Logo of Phnom Penh Post newspaper Phnom Penh Post - Sun-baked bottled water could help treat millions

Sun-baked bottled water could help treat millions

Sun-baked bottled water could help treat millions

Sodis project assistant You Van explains the solar water-disinfection method to students in Rovieng district.

A cquiring clean drinking water can be as simple as filling a clear plastic bottle

with contaminated water and leaving it in direct sunlight for a day.

Known as Solar Water Disinfection (Sodis), the method uses the sun's UV radiation

to kill biological pathogens - including bacteria, parasites and viruses - found

in unfiltered water. It has a 99.99 percent disinfection rate.

Representatives from the Ministries of Health, Education, and Rural Development,

as well as relevant NGOs, gathered in Phnom Penh May 3 to see the results of a one-year

Sodis pilot project carried out in Rovieng district, Preah Vihear province.

Martin Wegelin, program officer for the Swiss government's Department of Water and

Sanitation in Developing Countries, said at the workshop that around the world a

child dies from diarrhea every 15 seconds.

He said in Cambodia, where less than 15 percent of families have access to clean

water, Sodis is a cost-effective and simple option for people.

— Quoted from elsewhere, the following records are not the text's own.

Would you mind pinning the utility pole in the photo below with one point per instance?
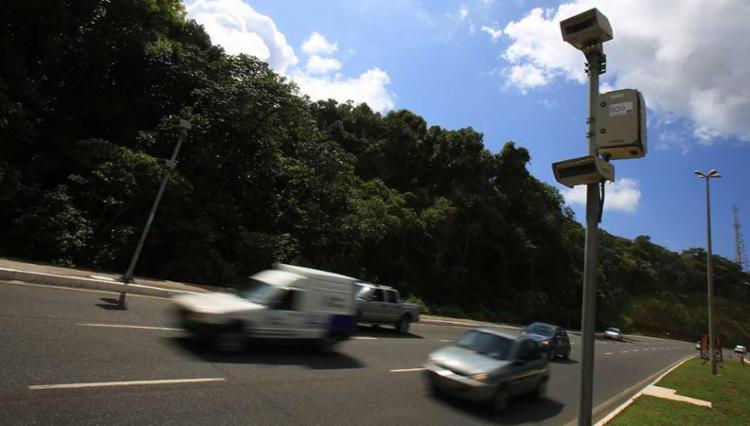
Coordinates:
(739, 243)
(712, 174)
(171, 163)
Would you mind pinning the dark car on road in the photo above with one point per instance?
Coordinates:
(488, 365)
(552, 339)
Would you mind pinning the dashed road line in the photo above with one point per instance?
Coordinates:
(135, 327)
(127, 383)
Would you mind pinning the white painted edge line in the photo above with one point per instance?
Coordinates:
(129, 383)
(625, 404)
(136, 327)
(84, 290)
(467, 324)
(101, 277)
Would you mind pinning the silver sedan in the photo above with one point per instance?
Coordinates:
(488, 365)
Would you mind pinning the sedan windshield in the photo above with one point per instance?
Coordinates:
(259, 292)
(540, 329)
(489, 344)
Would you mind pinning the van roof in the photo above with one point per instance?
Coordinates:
(314, 273)
(384, 287)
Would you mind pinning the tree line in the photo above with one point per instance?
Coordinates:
(89, 90)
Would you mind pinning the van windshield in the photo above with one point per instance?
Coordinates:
(259, 292)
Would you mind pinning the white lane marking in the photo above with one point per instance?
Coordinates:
(129, 383)
(136, 327)
(84, 290)
(100, 277)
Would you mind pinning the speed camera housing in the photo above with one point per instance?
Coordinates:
(586, 29)
(621, 125)
(583, 171)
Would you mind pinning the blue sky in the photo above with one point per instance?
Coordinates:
(501, 68)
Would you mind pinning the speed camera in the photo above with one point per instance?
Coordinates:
(621, 125)
(583, 171)
(586, 29)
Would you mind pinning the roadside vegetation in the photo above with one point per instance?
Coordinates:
(88, 93)
(729, 393)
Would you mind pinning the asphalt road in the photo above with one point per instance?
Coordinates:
(51, 336)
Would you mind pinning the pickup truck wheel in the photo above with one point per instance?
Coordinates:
(540, 391)
(403, 324)
(328, 345)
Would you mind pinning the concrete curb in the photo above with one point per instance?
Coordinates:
(88, 283)
(612, 414)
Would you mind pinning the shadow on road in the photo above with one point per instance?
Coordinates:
(111, 304)
(256, 353)
(520, 410)
(563, 361)
(383, 332)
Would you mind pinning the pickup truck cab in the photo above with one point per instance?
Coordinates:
(380, 304)
(286, 303)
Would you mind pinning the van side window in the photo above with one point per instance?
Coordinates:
(288, 302)
(530, 350)
(377, 295)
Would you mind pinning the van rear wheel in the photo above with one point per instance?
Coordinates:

"We just want Sodis to be an option, and the government and NGOs have shown

interest," he said. "It's about education and awareness on all levels."

Project coordinator Ryan Sinclair, 31, spent the past year in Rovieng trial testing

Sodis with approximately 1,200 people in four villages, and the results were positive.

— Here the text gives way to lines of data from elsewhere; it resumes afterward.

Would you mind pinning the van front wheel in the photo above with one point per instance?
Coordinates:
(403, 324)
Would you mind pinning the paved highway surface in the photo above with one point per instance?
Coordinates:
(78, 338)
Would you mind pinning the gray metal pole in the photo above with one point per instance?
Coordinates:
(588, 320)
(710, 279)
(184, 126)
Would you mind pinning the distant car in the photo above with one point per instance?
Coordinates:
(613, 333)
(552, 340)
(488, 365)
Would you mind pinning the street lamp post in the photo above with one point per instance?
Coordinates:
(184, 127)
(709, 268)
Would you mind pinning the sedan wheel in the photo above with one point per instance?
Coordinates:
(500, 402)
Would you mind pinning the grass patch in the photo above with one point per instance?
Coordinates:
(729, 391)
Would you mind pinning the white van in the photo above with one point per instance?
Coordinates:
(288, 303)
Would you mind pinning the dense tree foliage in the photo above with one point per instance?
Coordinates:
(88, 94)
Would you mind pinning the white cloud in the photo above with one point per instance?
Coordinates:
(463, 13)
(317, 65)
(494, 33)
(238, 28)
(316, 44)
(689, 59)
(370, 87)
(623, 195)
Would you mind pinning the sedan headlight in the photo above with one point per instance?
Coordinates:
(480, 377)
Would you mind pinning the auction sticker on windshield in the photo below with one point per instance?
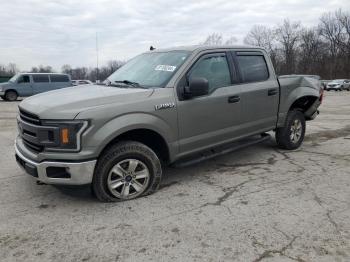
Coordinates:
(167, 68)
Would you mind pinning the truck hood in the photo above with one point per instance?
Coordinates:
(67, 103)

Of the 225 households that used Sodis, diarrhea rates dropped from 21 percent to

2 percent in a six-month period. Another commune of 295 households, who were not

using Sodis, was monitored for comparison; there was no change in their diarrhea

rates over the six months.

The challenge, Sinclair said, is encouraging people to continue using Sodis as a

method of water disenfection.

"People have been using UV light to disinfect for centuries," he said.

"Cambodians leave fish, bugs, peppers to roast in the sun."

The methodology and implementation are simple, Sinclair said.

Clear plastic bottles can be filled with water from a lake or well, then placed in

direct sunlight, either on the roof or on a sheet of corrugated iron for a minimum

of six hours - two days if it is cloudy. The water is then safe to drink.

"But people need a lot of support from others they respect around them who are

using [Sodis] - they need to see that it works," he explained.

Sinclair and his colleague, You Van, worked with two local women's groups and visited

schools to educate people on Sodis.

Sinclair said the message spread to other villages by itself.

"But we just hope it lasts," he said.

Other major challenges to Sodis in Cambodia are cloudy water and quality bottle supply.

The Sodis method uses the sun's UV rays to kill the biological pathogens which can cause diarrhea

The water collected should be clear, because pathogens can tuck themselves behind

particles and hide from UV rays.

Before filling up the bottle, cloudy water can be filtered using a ceramic filter

or krama, or by letting the water settle over night.

The plastic bottle type recommended for Sodis is made from PET (polyethylene terephtalate),

as opposed to PVC (polyviny-lchloride) plastic, which has a bluish tinge to it and

is less effective in transmitting UV radiation.

Sinclair explained adults need two liters of water per day and children one liter

per day, so an extended family could require up to 12 bottles daily.

Large PET bottles, however, can be difficult to obtain for those living far from

populated areas, and this is one of the greatest challenges for Sodis if it is to

become a water-disinfection alternative nationwide.

Bottles need to be in good condition; when they become too scratched and worn, the

UV radiation can be blocked. The bottles must also be in direct sunlight and not

become shaded throughout the day.

Sinclair, who drank only Sodis water during his year in Rovieng, said observers of

Sodis have aired concerns over the possibility of chemicals from the plastic contaminating

the water during its solar disinfection period. But he said risk assessments have

proven there is nothing to worry about.

Data to back up his claims was presented at the Sodis workshop, which showed no plastic

by-products, such as formaldehyde or acetaldehyde, in Sodis water. Furthermore, the

maximum concentration of carcinogenic substances was lower than World Health Organization

guidelines for drinking water.

Solar water-disinfection methods are currently used in 20 developing countries, including

Thailand, where the program has been in practice since its introduction in 1993.

Sodis is a project of Adventist Development Relief Agency (ADRA) in Cambodia and

is funded by the Swiss Federal Institute for Environmental Science and Technology.